Have you had Godmé Champagne? I had heard of it, but never tasted, and I was very impressed. The Godmé estate is located in Verzenay, the Grand Cru village in the Pinot Noir belt of the Montagne de Reims. Another small but excellent producer is there too - Lallement. Anyway, I liked these wines because they had such clean and pure flavors, and a great elegant intensity.
The NV Godmé Brut Réserve 1er Cru should sell for about $50, and I thought it was excellent. The nose is airy and fresh with lovely floral aromas - my notes say chamomile. Not a profound wine, but very well textured and open, and the finish has orange peel notes that are very pretty. The NV Godmé Brut Tradition Blanc de Noirs should sell for about $55 was a much more serious wine, full of dark furry fruit and black tea, very wound up and tense. I liked it but would need to drink it at home to get a better sense. The NV Godmé Brut Rosé, about $60, is somewhat shy, but that's fine - aerate a bit and it shows a beautiful perfume of peaches and spice, raspberries and chalky soil. It is a serious wine that is also quite joyous.
The other wines that floored me were the Camille Giroud Burgundies. I always thought of Camille Giroud as old-men-in-tweed-blazers Burgundy. But the family sold in 2001 to a group that included a bunch of investment bankers from Goldman Sachs (!). Becky Wasserman is involved as a manager of some sort, and the young buck David Croix is the head wine maker. I must say, the 2006's were delicious. My particular favorites were the two "low level" wines, the 2006 Camille Giroud Bourgogne Rouge, about $26 and the 2006 Camille Giroud Aloxe-Corton 1er Cru Les Guérets, about $37. Of course the Volnay Taillepieds was very good, and so was Pommard Epenots, but those are much more expensive, and they weren't as easy to understand at this tasting.

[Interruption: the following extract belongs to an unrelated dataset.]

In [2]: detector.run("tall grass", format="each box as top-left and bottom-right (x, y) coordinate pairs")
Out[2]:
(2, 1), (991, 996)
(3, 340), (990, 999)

The Bourgogne Rouge was enticing and delicious, meaty and floral, like a Volnay. And whaddaya know, that's where some of the parcels are. Good balance, absolutely tasty and satisfying, a great Bourgogne. And this is coming from a person who has issues with Bourgogne Rouge. But the gem of the portfolio, QPR-wise anyway, is the Aloxe-Corton. It is a wine that is unmistakably of its place - masculine, the tannins tough, the fruit deep and dark, a brooding earthy pungency already starting to show. But like all good versions of wine from this place, this wine also has a gentle side. It is refined and well balanced, and I found the overall package to be incredibly sophisticated. I would eagerly buy this wine, and I'm sure it would cellar well but I bet I would drink mine rather quickly, fall coming on and all.
3 comments:
Brooklyn Guy,
A few weeks ago I attended to a tasting here in brazil and I found the same wines the best of the burgundy panel. The Aloxe Corton Les Guerets 1er Cru 2006 was absolutely delicious. And there's no more left at the importer...
http://www.vincivinhos.com.br
Jose Luiz
http://www.cellartracker.com/wine.asp?iWine=575241
Tonight at the Aerie Resort's restaurant, I had this:
2006 Venturi Schulze Brut Naturel Vancouver Island
About $36 retail and very enjoyable. Even age-able. Yes, Vancouver Island and a Pinot Gris blend from the Natural Winery here. I could see this (and their other wines) as Louis/Dressner Selections.
Hi Jack,
I'm Michelle Schulze from Venturi-Schulze Vineyards. Just wanted to thank you for your positive comments about the Brut Naturel. It's one of my favourites, despite the ridiculous effort it takes to make! Thanks again and cheers.